I have been a photojournalist, writer, communicator and historian for most of my life. My very first experience was capturing intimate Grand Prix images as a “fly on the wall” in the world of Formula One. Those years changed my life forever.
I first picked up a “real” camera in 1971; a rudimentary autofocus, auto exposure point-and-shoot Canon Canonet, as part of Dr. Will Counts’ requisite Non-Verbal Communication course for journalism undergrads at Indiana University.
A day after I turned in my first assigned roll of film for the class, Dr. Counts hunted me down and demanded that I become an “Indiana Daily Student” newspaper photographer.
I still remember his pitch…
“I have never made any photographs before, I said. I don’t own a camera.”
“Buy one, it’s what you’re meant to do…"
So convinced, and armed with a new Nikon FTN, I gravitated to the work of W. Eugene Smith, and the Magnum photographers; Henri Cartier-Bresson, and Joseph Koudelka.
Their common approach became my mantra: make images that tell a story; remove yourself; disappear; leave out the vanity; and, make emotional and elegantly composed images that point to a truth about your subject.
I began my Formula One documentary in 1972, a year after picking up that first Nikon. I opened a copy of Road & Track Magazine, and became an instant fan of Rob Walker's story of the 1971 British Grand Prix. I knew that's where I would find my future.
Although underage, I was able to talk my way into full accreditation for the 1972 United States Grand Prix at Watkins Glen through AP connections.
A FLY ON THE WALL
Early on, it was clear that these technological developments were influencing the spirit, passion and bravery that I was recording of that time, and so I decided to adopt the style of Cartier-Bresson and become “a fly on the wall”; getting as close as I could to the telling moments without influencing the emotion or the drama of the moment.
I consciously backed away and didn’t go looking for moments; I just waited to let those moments compel me to make an image. And, as luck would have it, I witnessed and recorded hidden moments that became pivotal incidents in Grand Prix history. After positions at the Chicago Tribune and Observer Newspapers in Detroit, I began a 20-year association with Car and Driver Magazine, traveling the world to provide art for over 600 feature stories and numerous covers.
In 2001, I joined Mitsubishi as Senior Manager of Media Relations, helped launch the Lancer Evolution 8. I became Manager of North American Motorsports in 2003, winning the SCCA Pro Rally Championship Manufacturers’ National Open Class title with the new Evo. From there, I went on to provide public relations management for another multi-national Japanese auto company for a further eight years…
Throughout these years, I could never forget the intimate Grand Prix images I had captured and the experiences of being a “fly on the wall” in the world of Formula One.

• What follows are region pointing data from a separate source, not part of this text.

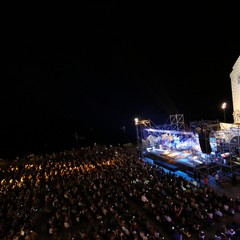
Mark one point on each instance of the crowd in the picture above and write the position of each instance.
(90, 193)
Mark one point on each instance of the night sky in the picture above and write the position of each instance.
(92, 72)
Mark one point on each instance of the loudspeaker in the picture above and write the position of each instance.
(204, 142)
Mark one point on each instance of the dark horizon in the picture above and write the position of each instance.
(103, 67)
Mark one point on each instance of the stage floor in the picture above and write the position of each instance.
(176, 160)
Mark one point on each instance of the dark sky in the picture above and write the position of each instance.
(95, 70)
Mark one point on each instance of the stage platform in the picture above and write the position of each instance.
(175, 161)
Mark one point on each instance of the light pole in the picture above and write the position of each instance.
(137, 133)
(224, 105)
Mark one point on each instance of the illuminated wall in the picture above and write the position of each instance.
(235, 83)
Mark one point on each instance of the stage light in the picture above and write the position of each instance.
(136, 121)
(224, 105)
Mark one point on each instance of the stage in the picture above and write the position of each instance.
(185, 161)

So, I am reclaiming my soul with this collection of never-before published Grand Prix documentary photography. I believe they offer unique impressions of amazing driver’s and athletes, and moments that changed their lives forever.
The initial presentation of my images took place in the fall of 2013 in Hong Kong, courtesy of an exhibition hosted by Blackbird Automotive and in conjunction with McLaren’s 50th Anniversary.
"Waiting", my documentary of my personal Golden Age images and memoirs was published in 2018, and nominated to The Telegram's list of Best Sports Book of theYear.
I have also returned to creating new digital work, in both monochrome and color, on fresh editorial assignments and personal sports projects that will again allow me to record human drama, struggle and grace, with all its emotion, patina, and nuance, such as the Macau Grand Prix and it's growing influence on Formula One.
And as before, I’m enjoying a creative adventure lived as "a fly on the wall."
Thank you for joining me on this continuing journey.